Personal information
- Full name: Jack Benjamin Robert Keeping
- Born: 19 September 1996 (age 29) Northampton, Northamptonshire, England
- Batting: Right-handed

Domestic team information
- 2017–2019: Bedfordshire
- 2018–2019: Cambridge MCCU

Career statistics
| Competition | First-class |
| Matches | 2 |
| Runs scored | 10 |
| Batting average | 10.00 |
| 100s/50s | –/– |
| Top score | 10 |
| Balls bowled | 36 |
| Wickets | 1 |
| Bowling average | 23.00 |
| 5 wickets in innings | – |
| 10 wickets in match | – |
| Best bowling | 1/23 |
| Catches/stumpings | 1/– |
- Source: Cricinfo, 25 July 2019

= Jack Keeping =

English cricketer (born 1996)

Jack Benjamin Robert Keeping (born 19 September 1996) is an English former first-class cricketer.

Keeping was born at Northampton and was educated at Stowe School, before going up to Anglia Ruskin University.

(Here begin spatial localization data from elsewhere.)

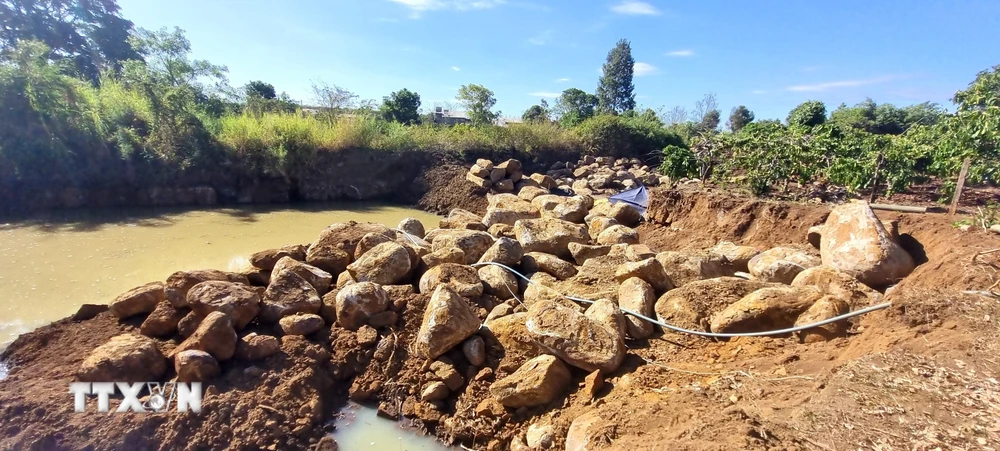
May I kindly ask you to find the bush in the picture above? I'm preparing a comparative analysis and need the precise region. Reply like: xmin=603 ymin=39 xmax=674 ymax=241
xmin=576 ymin=114 xmax=684 ymax=159
xmin=659 ymin=145 xmax=696 ymax=178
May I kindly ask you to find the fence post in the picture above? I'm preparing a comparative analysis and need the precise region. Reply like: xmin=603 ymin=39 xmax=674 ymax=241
xmin=949 ymin=157 xmax=972 ymax=216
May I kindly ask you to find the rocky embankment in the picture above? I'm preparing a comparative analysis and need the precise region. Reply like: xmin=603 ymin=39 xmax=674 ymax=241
xmin=466 ymin=156 xmax=668 ymax=196
xmin=0 ymin=156 xmax=942 ymax=450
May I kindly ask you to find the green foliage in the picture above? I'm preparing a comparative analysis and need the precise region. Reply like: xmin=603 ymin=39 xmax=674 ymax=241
xmin=659 ymin=145 xmax=697 ymax=178
xmin=699 ymin=109 xmax=721 ymax=132
xmin=456 ymin=84 xmax=498 ymax=126
xmin=555 ymin=88 xmax=598 ymax=126
xmin=576 ymin=114 xmax=683 ymax=159
xmin=522 ymin=104 xmax=550 ymax=124
xmin=0 ymin=0 xmax=139 ymax=81
xmin=727 ymin=105 xmax=754 ymax=132
xmin=596 ymin=39 xmax=636 ymax=115
xmin=380 ymin=88 xmax=421 ymax=125
xmin=246 ymin=80 xmax=276 ymax=100
xmin=787 ymin=100 xmax=827 ymax=128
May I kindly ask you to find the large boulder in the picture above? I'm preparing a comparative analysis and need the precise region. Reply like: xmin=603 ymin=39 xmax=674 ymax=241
xmin=77 ymin=334 xmax=167 ymax=382
xmin=513 ymin=218 xmax=589 ymax=259
xmin=525 ymin=301 xmax=625 ymax=373
xmin=414 ymin=286 xmax=482 ymax=359
xmin=174 ymin=350 xmax=220 ymax=383
xmin=422 ymin=247 xmax=466 ymax=268
xmin=165 ymin=270 xmax=248 ymax=308
xmin=568 ymin=242 xmax=612 ymax=265
xmin=483 ymin=208 xmax=539 ymax=228
xmin=479 ymin=265 xmax=519 ymax=300
xmin=708 ymin=241 xmax=759 ymax=273
xmin=791 ymin=265 xmax=881 ymax=308
xmin=655 ymin=277 xmax=770 ymax=332
xmin=304 ymin=244 xmax=352 ymax=276
xmin=483 ymin=313 xmax=542 ymax=365
xmin=517 ymin=186 xmax=549 ymax=202
xmin=794 ymin=295 xmax=850 ymax=343
xmin=584 ymin=299 xmax=626 ymax=340
xmin=235 ymin=333 xmax=280 ymax=361
xmin=618 ymin=277 xmax=655 ymax=339
xmin=186 ymin=281 xmax=261 ymax=330
xmin=820 ymin=201 xmax=915 ymax=287
xmin=309 ymin=221 xmax=393 ymax=262
xmin=249 ymin=244 xmax=306 ymax=270
xmin=110 ymin=282 xmax=166 ymax=319
xmin=586 ymin=216 xmax=619 ymax=241
xmin=347 ymin=242 xmax=413 ymax=285
xmin=431 ymin=230 xmax=495 ymax=264
xmin=596 ymin=225 xmax=639 ymax=245
xmin=614 ymin=257 xmax=674 ymax=294
xmin=748 ymin=247 xmax=821 ymax=284
xmin=521 ymin=252 xmax=578 ymax=280
xmin=477 ymin=237 xmax=524 ymax=267
xmin=355 ymin=232 xmax=394 ymax=260
xmin=489 ymin=355 xmax=572 ymax=408
xmin=171 ymin=311 xmax=238 ymax=361
xmin=419 ymin=263 xmax=484 ymax=298
xmin=531 ymin=194 xmax=564 ymax=212
xmin=272 ymin=257 xmax=333 ymax=295
xmin=544 ymin=197 xmax=589 ymax=223
xmin=608 ymin=202 xmax=641 ymax=227
xmin=397 ymin=217 xmax=426 ymax=239
xmin=335 ymin=282 xmax=389 ymax=330
xmin=656 ymin=251 xmax=735 ymax=287
xmin=279 ymin=313 xmax=325 ymax=336
xmin=710 ymin=286 xmax=823 ymax=334
xmin=440 ymin=209 xmax=487 ymax=230
xmin=140 ymin=301 xmax=185 ymax=337
xmin=259 ymin=270 xmax=322 ymax=323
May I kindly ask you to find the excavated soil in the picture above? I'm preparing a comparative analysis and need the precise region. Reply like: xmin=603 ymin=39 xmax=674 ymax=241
xmin=3 ymin=168 xmax=1000 ymax=450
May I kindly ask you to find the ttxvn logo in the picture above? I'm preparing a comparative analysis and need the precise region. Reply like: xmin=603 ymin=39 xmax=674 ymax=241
xmin=69 ymin=382 xmax=203 ymax=413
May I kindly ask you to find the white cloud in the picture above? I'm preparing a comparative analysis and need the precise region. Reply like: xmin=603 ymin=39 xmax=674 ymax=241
xmin=528 ymin=30 xmax=554 ymax=46
xmin=666 ymin=49 xmax=694 ymax=57
xmin=611 ymin=1 xmax=660 ymax=16
xmin=633 ymin=62 xmax=658 ymax=76
xmin=529 ymin=92 xmax=561 ymax=98
xmin=751 ymin=89 xmax=767 ymax=95
xmin=556 ymin=77 xmax=571 ymax=83
xmin=451 ymin=66 xmax=461 ymax=71
xmin=786 ymin=75 xmax=899 ymax=92
xmin=388 ymin=0 xmax=505 ymax=17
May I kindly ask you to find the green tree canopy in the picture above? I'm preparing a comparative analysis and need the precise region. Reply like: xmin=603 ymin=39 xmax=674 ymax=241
xmin=380 ymin=88 xmax=421 ymax=125
xmin=727 ymin=105 xmax=755 ymax=131
xmin=457 ymin=84 xmax=498 ymax=125
xmin=555 ymin=88 xmax=598 ymax=126
xmin=522 ymin=103 xmax=550 ymax=124
xmin=787 ymin=100 xmax=827 ymax=127
xmin=698 ymin=109 xmax=721 ymax=132
xmin=245 ymin=80 xmax=276 ymax=100
xmin=596 ymin=39 xmax=636 ymax=115
xmin=0 ymin=0 xmax=139 ymax=81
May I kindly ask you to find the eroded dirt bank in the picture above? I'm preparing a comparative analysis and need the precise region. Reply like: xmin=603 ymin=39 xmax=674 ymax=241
xmin=1 ymin=160 xmax=999 ymax=451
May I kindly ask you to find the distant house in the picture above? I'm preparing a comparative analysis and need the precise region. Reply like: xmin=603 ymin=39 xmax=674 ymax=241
xmin=430 ymin=107 xmax=472 ymax=125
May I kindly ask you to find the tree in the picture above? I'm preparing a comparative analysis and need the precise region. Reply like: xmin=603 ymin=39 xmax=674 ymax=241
xmin=311 ymin=81 xmax=358 ymax=121
xmin=596 ymin=39 xmax=636 ymax=115
xmin=457 ymin=84 xmax=498 ymax=125
xmin=554 ymin=88 xmax=598 ymax=126
xmin=699 ymin=109 xmax=721 ymax=132
xmin=902 ymin=102 xmax=945 ymax=127
xmin=727 ymin=105 xmax=755 ymax=131
xmin=245 ymin=80 xmax=276 ymax=100
xmin=691 ymin=93 xmax=718 ymax=123
xmin=0 ymin=0 xmax=139 ymax=81
xmin=522 ymin=104 xmax=550 ymax=124
xmin=380 ymin=88 xmax=421 ymax=125
xmin=787 ymin=100 xmax=827 ymax=127
xmin=664 ymin=106 xmax=689 ymax=125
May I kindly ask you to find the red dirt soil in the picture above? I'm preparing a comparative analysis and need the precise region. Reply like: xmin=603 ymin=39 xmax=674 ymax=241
xmin=2 ymin=174 xmax=1000 ymax=450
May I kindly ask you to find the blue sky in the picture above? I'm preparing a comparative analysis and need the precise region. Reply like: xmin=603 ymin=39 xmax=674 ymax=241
xmin=117 ymin=0 xmax=999 ymax=121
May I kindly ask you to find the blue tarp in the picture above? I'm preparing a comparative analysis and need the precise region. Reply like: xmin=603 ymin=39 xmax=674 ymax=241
xmin=608 ymin=184 xmax=649 ymax=216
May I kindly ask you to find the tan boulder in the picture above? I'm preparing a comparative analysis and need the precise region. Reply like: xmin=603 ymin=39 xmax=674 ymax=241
xmin=355 ymin=231 xmax=394 ymax=260
xmin=525 ymin=301 xmax=625 ymax=373
xmin=479 ymin=265 xmax=519 ymax=300
xmin=171 ymin=311 xmax=238 ymax=361
xmin=748 ymin=247 xmax=821 ymax=284
xmin=336 ymin=271 xmax=356 ymax=289
xmin=529 ymin=173 xmax=558 ymax=190
xmin=807 ymin=225 xmax=823 ymax=249
xmin=77 ymin=334 xmax=167 ymax=382
xmin=614 ymin=257 xmax=674 ymax=293
xmin=186 ymin=281 xmax=261 ymax=330
xmin=110 ymin=281 xmax=166 ymax=318
xmin=440 ymin=209 xmax=487 ymax=230
xmin=483 ymin=208 xmax=539 ymax=228
xmin=596 ymin=225 xmax=639 ymax=245
xmin=422 ymin=246 xmax=466 ymax=268
xmin=565 ymin=411 xmax=603 ymax=451
xmin=175 ymin=350 xmax=220 ymax=383
xmin=489 ymin=355 xmax=572 ymax=408
xmin=177 ymin=311 xmax=204 ymax=338
xmin=618 ymin=277 xmax=655 ymax=339
xmin=791 ymin=265 xmax=881 ymax=308
xmin=584 ymin=298 xmax=626 ymax=340
xmin=335 ymin=281 xmax=389 ymax=330
xmin=522 ymin=252 xmax=578 ymax=280
xmin=655 ymin=277 xmax=769 ymax=332
xmin=249 ymin=244 xmax=306 ymax=270
xmin=165 ymin=270 xmax=249 ymax=308
xmin=656 ymin=251 xmax=735 ymax=287
xmin=419 ymin=263 xmax=484 ymax=298
xmin=304 ymin=244 xmax=351 ymax=275
xmin=545 ymin=196 xmax=589 ymax=223
xmin=496 ymin=178 xmax=515 ymax=192
xmin=347 ymin=241 xmax=412 ymax=285
xmin=259 ymin=270 xmax=322 ymax=323
xmin=279 ymin=313 xmax=325 ymax=335
xmin=497 ymin=158 xmax=521 ymax=175
xmin=488 ymin=223 xmax=515 ymax=239
xmin=710 ymin=286 xmax=823 ymax=334
xmin=477 ymin=237 xmax=524 ymax=267
xmin=235 ymin=333 xmax=280 ymax=360
xmin=586 ymin=216 xmax=619 ymax=241
xmin=483 ymin=312 xmax=541 ymax=364
xmin=414 ymin=286 xmax=482 ymax=359
xmin=517 ymin=186 xmax=549 ymax=201
xmin=608 ymin=202 xmax=641 ymax=227
xmin=794 ymin=295 xmax=850 ymax=342
xmin=308 ymin=221 xmax=392 ymax=264
xmin=568 ymin=242 xmax=612 ymax=265
xmin=708 ymin=241 xmax=759 ymax=273
xmin=272 ymin=257 xmax=332 ymax=295
xmin=531 ymin=194 xmax=564 ymax=212
xmin=140 ymin=301 xmax=185 ymax=337
xmin=820 ymin=201 xmax=915 ymax=287
xmin=513 ymin=217 xmax=589 ymax=259
xmin=397 ymin=217 xmax=426 ymax=239
xmin=431 ymin=230 xmax=495 ymax=264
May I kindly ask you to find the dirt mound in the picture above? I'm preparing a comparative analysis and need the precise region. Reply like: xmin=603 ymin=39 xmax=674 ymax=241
xmin=416 ymin=164 xmax=488 ymax=216
xmin=3 ymin=186 xmax=1000 ymax=450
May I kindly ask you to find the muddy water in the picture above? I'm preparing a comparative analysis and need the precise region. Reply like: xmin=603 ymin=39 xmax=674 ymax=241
xmin=0 ymin=203 xmax=439 ymax=345
xmin=332 ymin=402 xmax=450 ymax=450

While studying at Anglia Ruskin, he made two appearances in first-class cricket for Cambridge MCCU against Essex in 2018 and Nottinghamshire in 2019. In addition to playing first-class cricket, Keeping also plays minor counties cricket for Bedfordshire, having made to date ten appearances in the Minor Counties Championship, four appearances in the MCCA Knockout Trophy and ten appearances in the Minor Counties T20.